To summarize what we’ve discussed so far in this series, the world is in crisis, and it’s worse than anything Fulton Sheen imagined when he wrote Philosophies at War in 1943. Then, Sheen could look to the Catholic Church to provide an integrated body of social thought to counter the distortions of capitalism and the insidious lunacy of socialism.
|Pius XII: faith must be grounded on reason.|
That is, knowledge of God’s existence and of the natural law written in the hearts of all human beings can be known by the force and light of human reason alone. It’s in Chapter 4.2 and Canon 2.1, if you’re curious. It was reiterated in the Oath Against Modernism and Humani Generis, Pope Pius XII’s encyclical “Concerning Some False Opinions Threatening to Undermine the Foundations of Catholic Doctrine” . . . of which the denial of reason as the foundation of faith is listed first, in § 2.

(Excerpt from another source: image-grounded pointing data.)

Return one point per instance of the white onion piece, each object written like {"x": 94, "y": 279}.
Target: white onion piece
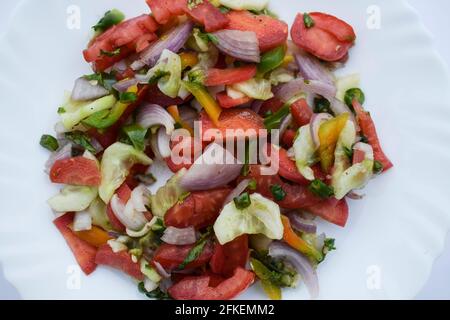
{"x": 316, "y": 121}
{"x": 62, "y": 153}
{"x": 152, "y": 114}
{"x": 84, "y": 90}
{"x": 127, "y": 215}
{"x": 242, "y": 45}
{"x": 178, "y": 236}
{"x": 216, "y": 167}
{"x": 82, "y": 221}
{"x": 301, "y": 263}
{"x": 237, "y": 191}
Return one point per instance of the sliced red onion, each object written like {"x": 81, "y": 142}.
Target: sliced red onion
{"x": 280, "y": 250}
{"x": 84, "y": 90}
{"x": 242, "y": 45}
{"x": 294, "y": 87}
{"x": 64, "y": 152}
{"x": 178, "y": 236}
{"x": 162, "y": 272}
{"x": 300, "y": 224}
{"x": 124, "y": 85}
{"x": 312, "y": 69}
{"x": 216, "y": 167}
{"x": 152, "y": 114}
{"x": 174, "y": 40}
{"x": 237, "y": 191}
{"x": 127, "y": 215}
{"x": 316, "y": 121}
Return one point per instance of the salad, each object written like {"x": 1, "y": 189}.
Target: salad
{"x": 262, "y": 139}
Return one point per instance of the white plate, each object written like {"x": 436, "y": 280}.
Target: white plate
{"x": 393, "y": 235}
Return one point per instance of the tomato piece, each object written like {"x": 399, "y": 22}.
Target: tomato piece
{"x": 226, "y": 102}
{"x": 270, "y": 32}
{"x": 198, "y": 288}
{"x": 124, "y": 194}
{"x": 123, "y": 34}
{"x": 204, "y": 13}
{"x": 226, "y": 258}
{"x": 84, "y": 252}
{"x": 120, "y": 260}
{"x": 370, "y": 132}
{"x": 171, "y": 256}
{"x": 198, "y": 210}
{"x": 217, "y": 77}
{"x": 321, "y": 43}
{"x": 245, "y": 120}
{"x": 301, "y": 112}
{"x": 79, "y": 171}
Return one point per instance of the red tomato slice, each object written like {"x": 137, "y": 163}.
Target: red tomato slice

Thus (at least in Catholic teaching), faith, morals, and reason must all be in agreement. You can’t, as G.K. Chesterton described the efforts of the sophist Siger of Brabant, split the human head in two, and declare that —
. . . [t]here are two truths; the truth of the supernatural world, and the truth of the natural world, which contradicts the supernatural world. While we are being naturalists, we can suppose that Christianity is all nonsense; but then, when we remember that we are Christians, we must admit that Christianity is true even if it is nonsense. In other words, Siger of Brabant split the human head in two, like the blow in an old legend of battle; and declared that a man has two minds, with one of which he must entirely believe and with the other may utterly disbelieve. (G.K. Chesterton, Saint Thomas Aquinas: The “Dumb Ox”. New York: Image Books, 1956, 92-93.
|The Sophist Siger of Brabant|
When things become unbearable, however, the Christian capitalist finds he must shift gears, as it were, and get from the presumed natural highway of his mind, to the supernatural detour into otherworldliness — hopefully on a temporary basis. He shifts from what he thinks is justice, to what he thinks is charity, all the while never realizing that this bifurcation of thought is not only completely unnecessary, it has disastrous consequences. Charity is not true only as a temporary thing. It is either true all the time, or not at all.
This is because charity does not replace justice, even temporarily. Instead, charity fulfills and completes justice — permanently. The two necessarily go together and cannot be separated, any more than power and property can be disconnected for any length of time.
Yet, if the Christian capitalist is inconsistent by separating justice and charity, the Christian socialist is completely irrational. Where the Christian capitalist admits a role, albeit hopefully temporary, for what he thinks is charity, the Christian socialist rejects a distorted concept of justice altogether and replaces it permanently with a perverted idea of charity.
He sees that justice à la capitalism has failed, and concludes either that it is not really justice, or that charity must take its place. In the former case, he simply redefines justice in charitable terms, usually some form of redistribution based on need. In the latter — and more honest — case he simply dismisses justice and claims to base everything on charity; “all you need is love.”
This, however, is just the error of the capitalist all over again, except more extreme and in the opposite direction. The capitalist tries to work within a system in which justice and charity take turns, so to speak. Justice is true except when charity becomes necessary, and charity is true until justice can take over again. Thus, for the capitalist, both charity and justice are true, but justice is more true than charity. The natural world is what counts for the capitalist; the supernatural is merely an expedient.
The socialist does the capitalist one better by claiming, in effect, that justice is never true, or (at least) has been wrongly defined, and is therefore not true as the capitalist understands it. Ironically, the socialist is usually correct that the capitalist misunderstands justice. Unfortunately, he, the socialist, is not therefore correct. He simply has a different misunderstanding than the capitalist.
The socialist then tosses out the capitalist’s type of justice and replaces it with what he calls justice (or charity; it doesn’t matter which), which in his opinion is always true, even when it’s neither justice nor charity. Thus, for the socialist, justice is either not true at all, or is true in a different and lesser way than charity, which is always true, even when it is not. The natural world is also what counts for the socialist; the supernatural is confused with the natural in a way that loses its special character and becomes a perverted version of the natural.